While Van Vernet thus soliloquizes over his startling discovery, we will follow the footsteps of Richard Stanhope.

He is walking away from the more bustling portion of the city, and turning into a quiet, home-like street, pauses before a long, trim-looking building, turns a moment to gaze about him in quest of possible observers, and then enters.

It is a hospital, watched over by an order of noble women, and affording every relief and comfort to the suffering ones within its walls.

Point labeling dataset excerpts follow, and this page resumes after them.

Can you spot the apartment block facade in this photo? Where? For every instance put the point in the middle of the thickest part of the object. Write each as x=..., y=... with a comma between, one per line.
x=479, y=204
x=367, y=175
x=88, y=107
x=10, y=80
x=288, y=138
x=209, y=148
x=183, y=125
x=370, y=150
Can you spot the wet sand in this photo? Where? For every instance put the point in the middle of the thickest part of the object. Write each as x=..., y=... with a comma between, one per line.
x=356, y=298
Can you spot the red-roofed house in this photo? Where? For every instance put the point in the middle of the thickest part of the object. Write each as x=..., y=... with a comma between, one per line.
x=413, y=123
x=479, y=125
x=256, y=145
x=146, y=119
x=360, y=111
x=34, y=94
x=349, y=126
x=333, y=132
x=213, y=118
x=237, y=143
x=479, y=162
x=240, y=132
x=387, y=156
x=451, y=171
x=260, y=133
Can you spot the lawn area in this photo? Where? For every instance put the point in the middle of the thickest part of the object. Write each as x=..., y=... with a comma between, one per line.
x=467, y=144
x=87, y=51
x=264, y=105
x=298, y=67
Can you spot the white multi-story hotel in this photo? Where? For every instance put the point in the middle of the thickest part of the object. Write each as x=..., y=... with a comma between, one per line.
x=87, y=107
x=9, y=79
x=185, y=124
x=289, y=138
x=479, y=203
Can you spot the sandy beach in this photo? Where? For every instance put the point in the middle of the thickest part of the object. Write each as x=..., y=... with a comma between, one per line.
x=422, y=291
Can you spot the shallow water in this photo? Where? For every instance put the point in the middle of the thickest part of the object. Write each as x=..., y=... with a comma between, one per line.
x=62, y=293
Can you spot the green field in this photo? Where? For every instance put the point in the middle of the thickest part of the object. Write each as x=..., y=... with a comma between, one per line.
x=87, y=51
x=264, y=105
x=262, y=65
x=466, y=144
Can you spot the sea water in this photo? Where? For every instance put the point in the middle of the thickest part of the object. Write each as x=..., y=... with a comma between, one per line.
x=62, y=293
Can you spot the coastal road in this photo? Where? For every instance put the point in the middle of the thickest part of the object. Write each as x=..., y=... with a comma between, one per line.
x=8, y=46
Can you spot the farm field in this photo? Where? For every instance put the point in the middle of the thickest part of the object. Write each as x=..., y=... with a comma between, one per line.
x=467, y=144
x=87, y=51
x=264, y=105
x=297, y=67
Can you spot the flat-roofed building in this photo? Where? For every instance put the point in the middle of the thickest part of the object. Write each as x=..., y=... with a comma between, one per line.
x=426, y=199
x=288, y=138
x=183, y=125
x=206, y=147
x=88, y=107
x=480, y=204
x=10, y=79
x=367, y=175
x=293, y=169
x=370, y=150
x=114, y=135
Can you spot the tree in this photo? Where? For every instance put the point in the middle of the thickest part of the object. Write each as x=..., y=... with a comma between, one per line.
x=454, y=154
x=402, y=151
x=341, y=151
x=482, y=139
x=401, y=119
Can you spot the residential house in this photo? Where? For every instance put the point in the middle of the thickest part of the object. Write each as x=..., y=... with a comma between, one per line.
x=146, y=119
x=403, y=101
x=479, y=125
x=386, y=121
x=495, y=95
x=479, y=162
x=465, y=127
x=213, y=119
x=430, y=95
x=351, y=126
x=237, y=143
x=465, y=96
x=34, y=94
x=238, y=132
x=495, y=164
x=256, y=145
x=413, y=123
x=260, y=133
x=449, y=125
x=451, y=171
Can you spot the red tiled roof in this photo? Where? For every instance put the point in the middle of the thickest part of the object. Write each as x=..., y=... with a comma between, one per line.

Passing the offices and long wards, he goes on until he has reached a private room in the rear of the building. Here coolness and quiet reign, and a calm-faced woman is sitting beside a cot, upon which a sick man tosses and mutters feverishly. It is the ex-convict who was rescued from the Thieves’ Tavern by Stanhope, only a few nights ago.

“How is your patient?” queries the detective, approaching the bed and gazing down upon the man whom he has befriended.

“He has not long to live,” replies the nurse. “I am glad you are here, sir. In his lucid moments he asks for you constantly. His delirium will pass soon, I think, and he will have a quiet interval. I hope you will remain.”

“I will stay as long as possible,” Stanhope says, seating himself by the bed. “But I have not much time to spare to-night.”

The dying man is living his childhood over again. He mutters of rolling prairies, waving trees, sweeping storms, and pealing thunder. He laughs at the review of some pleasing scene, and then cries out in terror as some vision of horror comes before his memory.

And while he mutters, Richard Stanhope listens—at first idly, then curiously, and at last with eager intensity, bending forward to catch every word.